El ejercicio de las matronas quedó entonces subordinado a la autoridad de los “especialistas”, como resultado del menosprecio del saber de las parteras (por ser vistas como “mujeres no formadas”). Sin embargo, el biólogo e investigador Eduardo Wolovelsky destacó que a finales del siglo XIX seguían existiendo tensiones en los hospitales europeos entre las salas de parto atendidas por parteras y las atendidas por los médicos varones. En esos ámbitos las mujeres preferían atenderse con las parteras a morir por septicemia en las manos de un médico que las atendía luego de realizar autopsias sin lavarselas, ya que higienizarlas era una práctica fuertemente rechazada por los médicos de la época por considerarla vulgar.
A partir de la segunda mitad del siglo XX cambia lentamente la atención al parto, a medida que las personas gestantes y las familias demandan la humanización del nacimiento. De esta manera la cesárea y la anestesia epidural mejoraron el llamado “tratamiento del dolor”, a la vez que significaron violencia obstétrica para personas gestantes pertenecientes a culturas ancestrales. En la investigación “Saberes ancestrales y prácticas tradicionales: embarazo, parto y puerperio en mujeres colla de la región de Atacama”, Viviana Rodríguez Venegas y Cory Duarte Hidalgo explican que el momento del parto marca tensión entre el mundo colla y el sistema biomédico, razón por la cual el parto en los hospitales es recordado como una experiencia violenta, discriminatoria y “desconectada” de sus tradiciones. El parto en casa expone, por lo tanto, a las personas gestantes a riesgos (tanto médicos como legales) y a no cumplir con la tradición de acompañamiento colectivo.

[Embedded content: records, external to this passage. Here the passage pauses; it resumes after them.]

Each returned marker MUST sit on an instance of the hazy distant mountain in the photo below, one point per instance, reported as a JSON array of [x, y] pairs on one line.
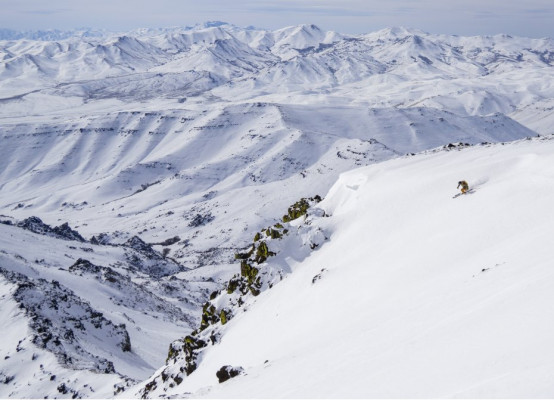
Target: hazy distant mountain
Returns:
[[135, 166]]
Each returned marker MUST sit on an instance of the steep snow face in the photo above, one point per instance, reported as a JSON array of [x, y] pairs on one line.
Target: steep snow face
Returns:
[[416, 294], [133, 166], [154, 173]]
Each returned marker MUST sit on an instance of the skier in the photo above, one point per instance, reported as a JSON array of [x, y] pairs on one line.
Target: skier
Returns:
[[464, 185]]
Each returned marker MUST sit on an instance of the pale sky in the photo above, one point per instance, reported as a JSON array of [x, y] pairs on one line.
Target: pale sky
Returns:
[[532, 18]]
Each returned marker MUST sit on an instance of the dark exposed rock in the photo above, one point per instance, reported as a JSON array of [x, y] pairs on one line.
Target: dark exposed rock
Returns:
[[138, 244], [200, 220], [35, 224], [227, 372], [61, 321], [65, 232]]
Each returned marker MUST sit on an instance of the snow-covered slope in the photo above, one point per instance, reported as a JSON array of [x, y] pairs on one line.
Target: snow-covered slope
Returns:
[[153, 156], [416, 294]]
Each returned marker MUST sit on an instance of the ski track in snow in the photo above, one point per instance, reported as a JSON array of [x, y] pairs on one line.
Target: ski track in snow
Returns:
[[172, 147]]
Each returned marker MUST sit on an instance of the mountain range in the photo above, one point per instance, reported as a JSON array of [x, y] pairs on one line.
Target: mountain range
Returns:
[[137, 167]]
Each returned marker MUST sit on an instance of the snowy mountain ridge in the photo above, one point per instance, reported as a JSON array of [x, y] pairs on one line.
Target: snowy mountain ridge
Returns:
[[406, 314], [135, 166]]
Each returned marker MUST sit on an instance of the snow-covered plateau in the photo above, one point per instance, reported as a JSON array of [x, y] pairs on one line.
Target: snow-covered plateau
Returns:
[[275, 211]]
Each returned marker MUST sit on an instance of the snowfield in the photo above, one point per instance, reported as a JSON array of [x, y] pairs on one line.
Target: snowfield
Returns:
[[416, 294], [135, 169]]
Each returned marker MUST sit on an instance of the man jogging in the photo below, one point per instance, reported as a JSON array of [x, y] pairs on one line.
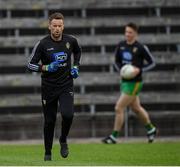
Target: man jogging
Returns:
[[55, 53], [130, 51]]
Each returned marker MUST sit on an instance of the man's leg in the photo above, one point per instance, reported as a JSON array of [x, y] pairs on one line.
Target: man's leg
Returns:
[[121, 104], [67, 112], [50, 111], [144, 117]]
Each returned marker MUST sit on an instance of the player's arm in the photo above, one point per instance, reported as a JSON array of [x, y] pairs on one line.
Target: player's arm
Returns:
[[149, 59], [76, 60], [33, 62], [77, 53], [118, 59]]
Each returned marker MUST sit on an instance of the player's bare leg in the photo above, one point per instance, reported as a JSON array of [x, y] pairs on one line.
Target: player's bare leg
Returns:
[[121, 104], [144, 117]]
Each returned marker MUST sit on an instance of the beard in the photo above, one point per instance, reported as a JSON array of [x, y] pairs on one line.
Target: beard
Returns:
[[56, 35]]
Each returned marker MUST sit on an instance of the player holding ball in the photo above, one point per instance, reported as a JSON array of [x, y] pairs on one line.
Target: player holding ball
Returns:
[[131, 52]]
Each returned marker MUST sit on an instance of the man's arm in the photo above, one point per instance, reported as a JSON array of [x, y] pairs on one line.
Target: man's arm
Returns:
[[118, 60], [150, 62], [77, 57], [35, 58], [77, 53]]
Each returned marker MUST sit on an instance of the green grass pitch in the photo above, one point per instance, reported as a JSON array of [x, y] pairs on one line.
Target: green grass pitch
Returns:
[[131, 154]]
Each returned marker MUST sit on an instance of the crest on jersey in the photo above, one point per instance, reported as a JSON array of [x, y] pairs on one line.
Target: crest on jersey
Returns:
[[135, 49], [67, 45]]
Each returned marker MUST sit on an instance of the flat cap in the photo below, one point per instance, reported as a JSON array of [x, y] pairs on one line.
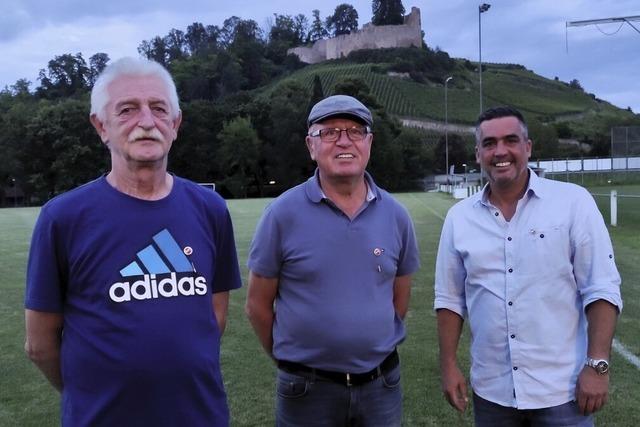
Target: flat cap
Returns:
[[340, 105]]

En la actualidad, la opción de parir en un hospital es la más implementada (en Argentina los llamados “partos domiciliarios” constituyen el 1% aproximadamente de los alumbramientos) y las mujeres colla en particular piden un trato diferenciado que incluya a las parteras.
Esa es la mayor diferencia entre el parto que hoy se considera seguro y cuidado con el de cierta cosmovisión andina, donde se prioriza la comunidad, la cercanía o conexión con el entorno y el respeto por la dignidad de quien gesta.
Las parteras ocupan un lugar importante en la configuración que el pueblo colla hace del parto, siendo un oficio tradicional, humanizado y respetado, pero a las generaciones actuales se les hace casi imposible acceder a un proceso respetuoso con su cultura, ya que quienes se dedicaban a eso están avanzadas en edad o murieron, casi extinguiéndose la práctica.